Should the tone = the peak DBfs in my audio?

When we print to tape we are using DVCpro50 via firewire.

Once i digest the audio, I'll try to understand what you guys are telling me about video.

this is a huge help! Please keep it up :)

Even though we are a relatively low budget oporation I want to have sound and video as good as we can possibly make it. There is no excuse for our sound to be compromised. Video is harder to have have perfect lighting, and cameras.

I find it fascinating to compare Jay Leno on HD vs SD. The audio in HD has an incredibly wide dynamic range. My understanding is that the AC3 is untouched by anyone between my house and the NBC studio. SD on the other hand is heavily compressed like most broadcast television.

When I mix our show I make it sound more like the SD channel. Perhaps I should leave more dynamic range knowing that who ever touches my audio such as the duplication people, and individual stations, will likely be adding a bit more compression.

~Jay

Former user wrote on 9/19/2007, 6:15 AM
"Why would you want 18-20db of headroom? "

In Digital, you do have this headroom, but in Analog you do not. And most broadcasting is still using analog.

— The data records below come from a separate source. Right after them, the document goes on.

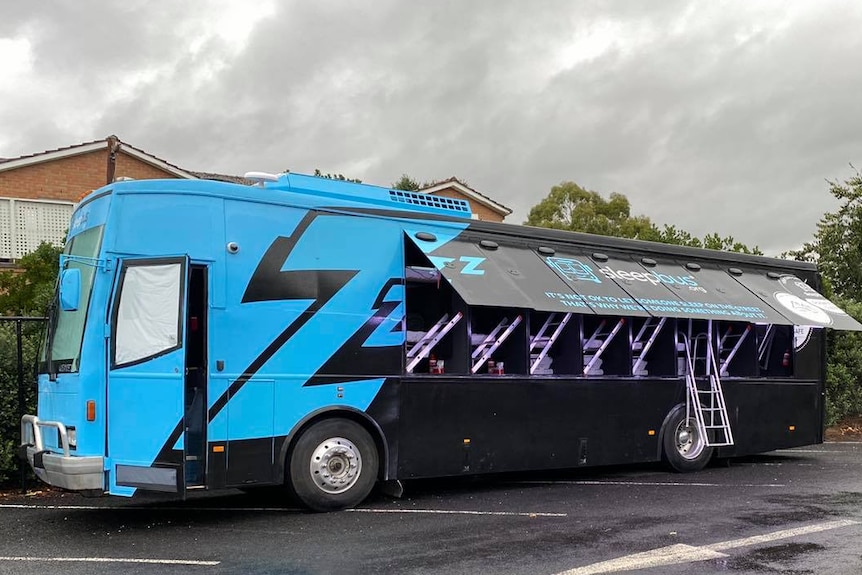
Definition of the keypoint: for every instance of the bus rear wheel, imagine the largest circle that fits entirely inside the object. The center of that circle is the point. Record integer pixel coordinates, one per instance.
(684, 448)
(333, 465)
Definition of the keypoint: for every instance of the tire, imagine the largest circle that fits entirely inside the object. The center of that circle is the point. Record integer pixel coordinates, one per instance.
(333, 465)
(683, 447)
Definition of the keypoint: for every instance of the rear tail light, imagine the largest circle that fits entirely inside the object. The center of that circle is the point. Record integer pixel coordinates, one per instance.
(91, 410)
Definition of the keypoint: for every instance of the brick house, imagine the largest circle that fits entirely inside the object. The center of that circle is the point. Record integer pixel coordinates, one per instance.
(483, 207)
(38, 191)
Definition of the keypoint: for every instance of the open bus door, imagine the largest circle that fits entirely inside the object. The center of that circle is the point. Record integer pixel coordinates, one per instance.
(156, 384)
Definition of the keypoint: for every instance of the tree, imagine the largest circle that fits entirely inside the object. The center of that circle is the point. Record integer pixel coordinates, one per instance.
(339, 177)
(837, 244)
(570, 207)
(837, 250)
(28, 291)
(407, 184)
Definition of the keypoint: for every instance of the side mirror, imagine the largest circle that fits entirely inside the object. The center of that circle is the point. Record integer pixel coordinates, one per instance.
(70, 289)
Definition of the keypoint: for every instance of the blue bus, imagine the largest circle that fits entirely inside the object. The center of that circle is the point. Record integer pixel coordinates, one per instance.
(326, 336)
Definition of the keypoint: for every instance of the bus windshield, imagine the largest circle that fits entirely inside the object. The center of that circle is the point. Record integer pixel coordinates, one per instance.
(67, 327)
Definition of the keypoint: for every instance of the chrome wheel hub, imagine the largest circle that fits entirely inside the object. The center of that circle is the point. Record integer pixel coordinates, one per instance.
(335, 465)
(689, 442)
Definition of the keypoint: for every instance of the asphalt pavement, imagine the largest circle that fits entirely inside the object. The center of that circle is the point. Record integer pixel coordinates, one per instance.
(787, 512)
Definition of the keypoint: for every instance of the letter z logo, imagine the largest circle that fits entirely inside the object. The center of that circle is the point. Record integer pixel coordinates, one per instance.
(468, 265)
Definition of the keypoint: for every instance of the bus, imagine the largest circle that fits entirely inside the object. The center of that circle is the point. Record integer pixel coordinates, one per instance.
(328, 336)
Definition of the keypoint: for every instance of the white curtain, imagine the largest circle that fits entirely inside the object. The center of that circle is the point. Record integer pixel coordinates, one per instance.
(149, 310)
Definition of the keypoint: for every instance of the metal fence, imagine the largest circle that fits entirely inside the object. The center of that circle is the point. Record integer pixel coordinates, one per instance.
(20, 339)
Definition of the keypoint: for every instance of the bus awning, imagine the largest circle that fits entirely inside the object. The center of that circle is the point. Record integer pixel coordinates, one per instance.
(800, 303)
(487, 271)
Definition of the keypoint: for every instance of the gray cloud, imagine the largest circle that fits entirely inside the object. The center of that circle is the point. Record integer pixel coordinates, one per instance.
(716, 118)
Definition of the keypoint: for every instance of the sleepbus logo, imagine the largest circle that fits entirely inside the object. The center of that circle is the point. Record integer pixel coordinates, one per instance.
(651, 277)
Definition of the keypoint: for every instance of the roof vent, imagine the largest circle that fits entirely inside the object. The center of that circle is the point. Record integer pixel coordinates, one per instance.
(260, 177)
(430, 201)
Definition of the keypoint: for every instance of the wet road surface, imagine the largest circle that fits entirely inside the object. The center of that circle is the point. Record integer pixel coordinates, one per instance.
(787, 512)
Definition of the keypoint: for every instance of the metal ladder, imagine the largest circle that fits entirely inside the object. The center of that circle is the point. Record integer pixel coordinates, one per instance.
(705, 399)
(424, 346)
(492, 341)
(546, 341)
(595, 339)
(642, 347)
(727, 353)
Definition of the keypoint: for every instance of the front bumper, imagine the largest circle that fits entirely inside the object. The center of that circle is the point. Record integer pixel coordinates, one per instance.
(77, 473)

I believe Spot has provided more detailed information at the Vaast website on this very topic.
"Deadly Analog to Digital Levels" is the name of the article.

Dave T2
Spot|DSE wrote on 9/19/2007, 6:43 AM
Yup...there is more there.
There is also a HUGE misconception about acquisition levels vs mastering/output levels.
One fairly famous author wrote in his HDV book that you should record with -20dB as your peak. Doing so would leave you with virtually unusable audio. You want to record hot, master not.
In other words, record as hot a signal as you can safely get away with, and control it in post, rather than recording quietly and attempting to boost it in post.
ATSC has specified that -20dBFS =0dBVU. Pretty straight forward.
Printing bars n' tone from Vegas will give you a -20dBFS tone.
rs170a wrote on 9/19/2007, 6:48 AM
Spot's article, The Deadly Analog to DV Audio Level, can be found here, test tones included.